“殿下,医官检查过了,那人腹背五处皆是利器所致,身上未见家族标识。”

    “嗯,伤势如何”云霁初闭目倚在软榻上,狐裘覆至腰间。

    “已无性命之忧,不过失血过多且伤口有些深,许会昏睡三五日”织云拿铜箸拨弄炉里的香片,一手挡着香灰以防扬出。

    一旁鸾一跪下躬身:“殿下,是属下失职,差点让殿下遇险。属下已命人搜查后山,并无打斗痕迹,此人应是受伤后逃至此,属下疏于防范还请殿下责罚。”

    “此次出宫本没带几人,非你之过起来吧。”

    云霁初睁开眼,看向窗外,那人的声容还在她脑中回旋。

    “此事不必声张,让禁卫军在后山增加守卫即可”说罢起身。

    行至那人卧房,床上的人恢复了些血色,睡梦中似也能感知疼痛,眉头微蹙,长长的鸦羽覆住眼眸。

    云霁初坐在床沿,打量他的五官,面窄白皙,眉目疏朗,鼻梁高挺,让她想到了前世父亲送她的西洋玩偶。

    她轻轻掀开被子一角,露出一小块紧实饱满的胸肌轮廓,手行至领口,缓缓将他的里衣往下扯了扯直至锁骨显露,一片白皙。

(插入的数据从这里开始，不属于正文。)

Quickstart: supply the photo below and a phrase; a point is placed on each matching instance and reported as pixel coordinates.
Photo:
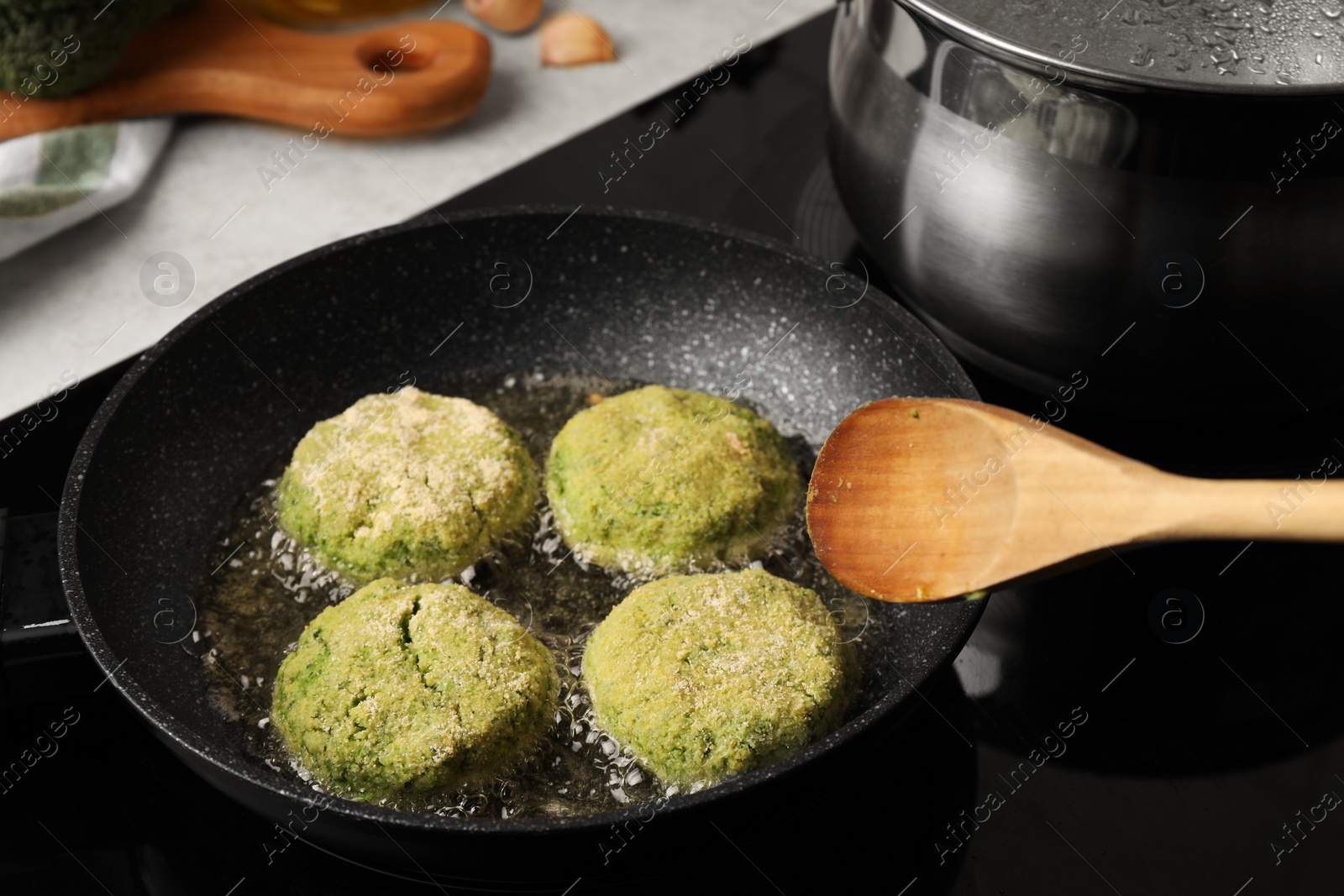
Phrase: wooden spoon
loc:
(214, 58)
(920, 500)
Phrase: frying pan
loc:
(206, 412)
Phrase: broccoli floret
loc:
(58, 47)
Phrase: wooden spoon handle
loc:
(396, 80)
(1307, 510)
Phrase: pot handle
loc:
(42, 656)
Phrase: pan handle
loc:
(42, 656)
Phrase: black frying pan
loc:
(203, 414)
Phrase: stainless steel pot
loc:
(1132, 196)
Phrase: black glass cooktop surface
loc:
(1162, 721)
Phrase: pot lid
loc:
(1223, 46)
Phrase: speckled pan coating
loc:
(202, 416)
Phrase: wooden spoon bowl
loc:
(920, 500)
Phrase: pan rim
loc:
(181, 734)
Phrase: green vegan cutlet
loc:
(662, 479)
(407, 483)
(409, 688)
(707, 676)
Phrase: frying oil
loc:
(264, 589)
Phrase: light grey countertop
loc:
(73, 304)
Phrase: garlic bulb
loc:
(575, 39)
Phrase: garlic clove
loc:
(506, 15)
(575, 39)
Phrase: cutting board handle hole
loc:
(396, 53)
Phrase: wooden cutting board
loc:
(403, 78)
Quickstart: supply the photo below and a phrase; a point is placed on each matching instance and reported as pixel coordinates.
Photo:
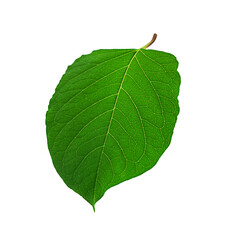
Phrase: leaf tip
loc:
(94, 207)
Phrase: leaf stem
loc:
(151, 42)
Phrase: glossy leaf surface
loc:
(111, 118)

    未见着她想见的印记,发紧的喉间暗舒一口气,拢好衣领,掖了掖被角,轻步离开。

    行宫的菊花簇簇开得繁茂,安国侯府昨日便送来了赏菊宴的帖子。

    毕竟是淑妃的母家,她也不好拂了面子,行至侯府,园中已是笑语盈盈。

    侯夫人亲身相迎:“参见华阳殿下,殿下快请。”

    华阳莞尔颔首:“夫人不必多礼。”

    “小初~”云霁初回身,便见二哥云时序被簇拥在一众华服公子中,看见她像见了救星般,忙走到她旁边。

    “二哥”云霁初莞尔,虽不是一母同胞,但他们三兄妹一向关系不错,太子忙于政务,她的课业没少让二哥帮忙,云时序都能熟练的模仿她的字迹了。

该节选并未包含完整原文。